There are several limitations to this study. First, as a pilot study, the number of subjects was small. Second, although subjects performed the same exercise protocol, it is possible that subjects exercised with different intensities, which could affect the results. Third, there was no gold standard validation of measurements, as muscle biopsy would have been invasive, potentially dangerous and unethical in this patient population. Fourth, at the 130 Hz/pixel bandwidth used in this study, the total readout time is 7.69 ms; therefore, fast sodium T2 decay during this readout time will result in blurring of high frequency components on the images. Finally, based on the plot generated by phantom studies, the calculated total muscle sodium content in our healthy subjects at rest is approximately 44 mM, or about 50% greater than values reported in previous muscle sodium imaging studies [13, 14]. The greater values obtained in this study may stem from the use of a highly undersampled radial acquisition sequence. In future studies, protocols with less undersampling may have to be implemented in order to accurately perform quantitative ²³Na MRI. It should be noted, however, that changes relative to baseline may ultimately represent the more important quantitative imaging biomarker.

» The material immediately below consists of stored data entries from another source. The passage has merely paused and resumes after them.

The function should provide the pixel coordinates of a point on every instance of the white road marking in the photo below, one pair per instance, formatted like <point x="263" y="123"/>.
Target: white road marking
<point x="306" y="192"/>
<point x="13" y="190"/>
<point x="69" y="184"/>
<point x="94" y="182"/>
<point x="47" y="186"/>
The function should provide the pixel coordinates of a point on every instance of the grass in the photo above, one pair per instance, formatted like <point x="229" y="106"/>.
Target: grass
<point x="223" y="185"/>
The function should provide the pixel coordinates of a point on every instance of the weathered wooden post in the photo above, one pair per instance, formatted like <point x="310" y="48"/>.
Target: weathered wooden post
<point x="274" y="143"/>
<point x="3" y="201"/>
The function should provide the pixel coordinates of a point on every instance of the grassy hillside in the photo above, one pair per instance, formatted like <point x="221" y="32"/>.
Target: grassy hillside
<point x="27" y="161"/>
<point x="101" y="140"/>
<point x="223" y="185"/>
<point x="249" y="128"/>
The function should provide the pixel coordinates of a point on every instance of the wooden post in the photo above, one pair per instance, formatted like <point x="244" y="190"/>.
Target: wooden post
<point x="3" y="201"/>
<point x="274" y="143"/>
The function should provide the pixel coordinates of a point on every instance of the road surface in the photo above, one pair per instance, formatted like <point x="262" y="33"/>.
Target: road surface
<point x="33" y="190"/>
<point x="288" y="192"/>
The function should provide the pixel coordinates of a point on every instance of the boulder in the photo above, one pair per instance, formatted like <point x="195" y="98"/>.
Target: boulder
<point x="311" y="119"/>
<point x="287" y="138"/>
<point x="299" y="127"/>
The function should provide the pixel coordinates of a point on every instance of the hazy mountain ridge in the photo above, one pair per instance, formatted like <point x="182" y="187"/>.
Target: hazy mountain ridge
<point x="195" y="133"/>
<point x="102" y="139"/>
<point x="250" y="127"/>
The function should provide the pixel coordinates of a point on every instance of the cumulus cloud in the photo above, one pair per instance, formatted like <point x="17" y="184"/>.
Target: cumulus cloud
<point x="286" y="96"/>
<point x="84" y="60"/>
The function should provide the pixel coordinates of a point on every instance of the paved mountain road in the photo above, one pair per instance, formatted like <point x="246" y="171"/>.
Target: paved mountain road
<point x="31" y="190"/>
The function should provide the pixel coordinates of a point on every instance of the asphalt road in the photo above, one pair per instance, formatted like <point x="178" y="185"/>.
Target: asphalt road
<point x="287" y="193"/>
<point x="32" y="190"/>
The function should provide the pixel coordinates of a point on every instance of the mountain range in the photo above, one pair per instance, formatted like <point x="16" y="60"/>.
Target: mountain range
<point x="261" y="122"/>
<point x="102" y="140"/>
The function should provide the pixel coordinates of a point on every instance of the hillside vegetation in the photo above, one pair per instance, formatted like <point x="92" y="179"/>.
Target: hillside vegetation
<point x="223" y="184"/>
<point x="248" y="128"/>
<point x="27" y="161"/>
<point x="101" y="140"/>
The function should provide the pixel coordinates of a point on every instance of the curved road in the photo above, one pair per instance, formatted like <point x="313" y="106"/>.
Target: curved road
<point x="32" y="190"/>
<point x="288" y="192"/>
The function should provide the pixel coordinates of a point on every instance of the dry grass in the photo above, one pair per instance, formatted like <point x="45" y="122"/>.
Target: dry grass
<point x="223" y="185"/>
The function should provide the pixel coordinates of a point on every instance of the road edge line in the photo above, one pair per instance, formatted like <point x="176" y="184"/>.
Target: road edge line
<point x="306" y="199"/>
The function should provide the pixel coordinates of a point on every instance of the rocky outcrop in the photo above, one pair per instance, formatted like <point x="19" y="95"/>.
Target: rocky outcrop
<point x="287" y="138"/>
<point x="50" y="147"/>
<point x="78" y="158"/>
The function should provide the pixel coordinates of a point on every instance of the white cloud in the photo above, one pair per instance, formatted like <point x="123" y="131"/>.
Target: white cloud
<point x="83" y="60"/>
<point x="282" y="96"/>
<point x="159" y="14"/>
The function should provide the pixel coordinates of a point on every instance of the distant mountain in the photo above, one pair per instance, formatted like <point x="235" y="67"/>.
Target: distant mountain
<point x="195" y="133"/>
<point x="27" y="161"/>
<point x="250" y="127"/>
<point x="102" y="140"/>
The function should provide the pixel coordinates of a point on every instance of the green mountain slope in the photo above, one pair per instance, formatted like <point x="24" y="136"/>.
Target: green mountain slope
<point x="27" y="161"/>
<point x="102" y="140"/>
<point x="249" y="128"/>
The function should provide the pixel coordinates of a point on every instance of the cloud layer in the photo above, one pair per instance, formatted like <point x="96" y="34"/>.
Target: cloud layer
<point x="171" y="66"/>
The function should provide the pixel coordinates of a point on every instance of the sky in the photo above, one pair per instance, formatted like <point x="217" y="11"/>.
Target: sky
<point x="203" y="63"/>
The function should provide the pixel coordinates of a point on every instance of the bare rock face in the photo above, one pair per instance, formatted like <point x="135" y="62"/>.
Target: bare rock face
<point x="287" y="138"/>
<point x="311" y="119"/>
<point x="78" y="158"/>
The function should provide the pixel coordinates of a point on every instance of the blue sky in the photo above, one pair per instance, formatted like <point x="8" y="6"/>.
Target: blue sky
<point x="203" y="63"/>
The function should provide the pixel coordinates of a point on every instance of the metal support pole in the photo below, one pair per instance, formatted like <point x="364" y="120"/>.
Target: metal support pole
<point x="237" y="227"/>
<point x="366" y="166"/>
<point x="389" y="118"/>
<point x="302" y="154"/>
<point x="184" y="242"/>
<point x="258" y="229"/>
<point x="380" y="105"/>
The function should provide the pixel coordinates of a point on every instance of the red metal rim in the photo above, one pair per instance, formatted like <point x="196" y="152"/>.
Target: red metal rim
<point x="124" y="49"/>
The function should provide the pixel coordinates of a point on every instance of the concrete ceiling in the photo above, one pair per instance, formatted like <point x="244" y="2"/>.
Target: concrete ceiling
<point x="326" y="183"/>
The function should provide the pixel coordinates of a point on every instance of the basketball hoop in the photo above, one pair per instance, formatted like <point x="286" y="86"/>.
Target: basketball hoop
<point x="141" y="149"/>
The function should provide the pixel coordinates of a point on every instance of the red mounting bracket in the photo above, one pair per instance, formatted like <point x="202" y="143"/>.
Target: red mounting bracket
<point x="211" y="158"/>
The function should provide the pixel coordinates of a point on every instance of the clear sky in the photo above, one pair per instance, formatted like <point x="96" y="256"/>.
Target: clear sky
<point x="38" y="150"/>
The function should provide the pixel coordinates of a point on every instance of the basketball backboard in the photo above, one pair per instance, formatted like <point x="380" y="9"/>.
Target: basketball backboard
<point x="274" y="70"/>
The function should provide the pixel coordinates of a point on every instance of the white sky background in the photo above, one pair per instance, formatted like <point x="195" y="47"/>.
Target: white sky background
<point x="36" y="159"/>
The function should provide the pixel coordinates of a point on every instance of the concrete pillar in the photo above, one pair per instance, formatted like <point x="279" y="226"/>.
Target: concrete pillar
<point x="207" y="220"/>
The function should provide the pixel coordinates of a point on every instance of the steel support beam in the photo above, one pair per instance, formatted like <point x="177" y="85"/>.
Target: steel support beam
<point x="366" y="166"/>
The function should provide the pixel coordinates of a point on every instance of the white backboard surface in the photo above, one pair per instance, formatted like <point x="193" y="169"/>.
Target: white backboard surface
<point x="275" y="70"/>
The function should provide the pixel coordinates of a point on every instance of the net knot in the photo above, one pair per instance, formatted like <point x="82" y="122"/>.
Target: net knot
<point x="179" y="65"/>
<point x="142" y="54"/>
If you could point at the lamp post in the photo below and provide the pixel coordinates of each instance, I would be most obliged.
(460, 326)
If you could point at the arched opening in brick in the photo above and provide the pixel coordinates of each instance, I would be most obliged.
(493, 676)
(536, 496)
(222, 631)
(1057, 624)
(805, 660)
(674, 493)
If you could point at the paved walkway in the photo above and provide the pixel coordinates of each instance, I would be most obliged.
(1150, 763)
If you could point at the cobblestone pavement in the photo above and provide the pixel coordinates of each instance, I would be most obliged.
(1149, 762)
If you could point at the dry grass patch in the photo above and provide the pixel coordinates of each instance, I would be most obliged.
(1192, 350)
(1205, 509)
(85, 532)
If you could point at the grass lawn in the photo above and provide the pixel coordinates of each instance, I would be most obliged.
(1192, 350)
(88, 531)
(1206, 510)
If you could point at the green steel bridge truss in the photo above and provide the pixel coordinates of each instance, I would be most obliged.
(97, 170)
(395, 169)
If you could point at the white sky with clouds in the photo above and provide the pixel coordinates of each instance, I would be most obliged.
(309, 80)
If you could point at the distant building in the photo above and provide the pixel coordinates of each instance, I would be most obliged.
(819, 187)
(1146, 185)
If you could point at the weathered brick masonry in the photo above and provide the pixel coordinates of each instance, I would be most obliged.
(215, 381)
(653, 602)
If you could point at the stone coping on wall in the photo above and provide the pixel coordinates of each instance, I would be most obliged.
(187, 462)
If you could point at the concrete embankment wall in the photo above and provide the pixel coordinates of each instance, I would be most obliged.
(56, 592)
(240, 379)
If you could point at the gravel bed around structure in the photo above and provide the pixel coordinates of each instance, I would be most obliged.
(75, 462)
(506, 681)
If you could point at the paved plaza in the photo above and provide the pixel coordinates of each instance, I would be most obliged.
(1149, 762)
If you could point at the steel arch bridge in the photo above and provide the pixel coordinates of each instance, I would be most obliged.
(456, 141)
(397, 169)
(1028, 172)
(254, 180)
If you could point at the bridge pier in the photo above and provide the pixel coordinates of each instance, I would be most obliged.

In conclusion, this study demonstrates the feasibility of monitoring physiological changes in muscle before and after exercise via 3D ²³Na MRI at 7 T. Compared with the changes that occur in muscle proton T₂ relaxation values after exercise, muscle sodium signal intensity requires more time to return to baseline. Finally, the results of this study suggest that ²³Na MRI might be able to detect alterations in muscle physiology after exercise in subjects with diabetes. ²³Na MRI could potentially be used as a non-invasive method of gaining physiological and metabolic information about skeletal muscle.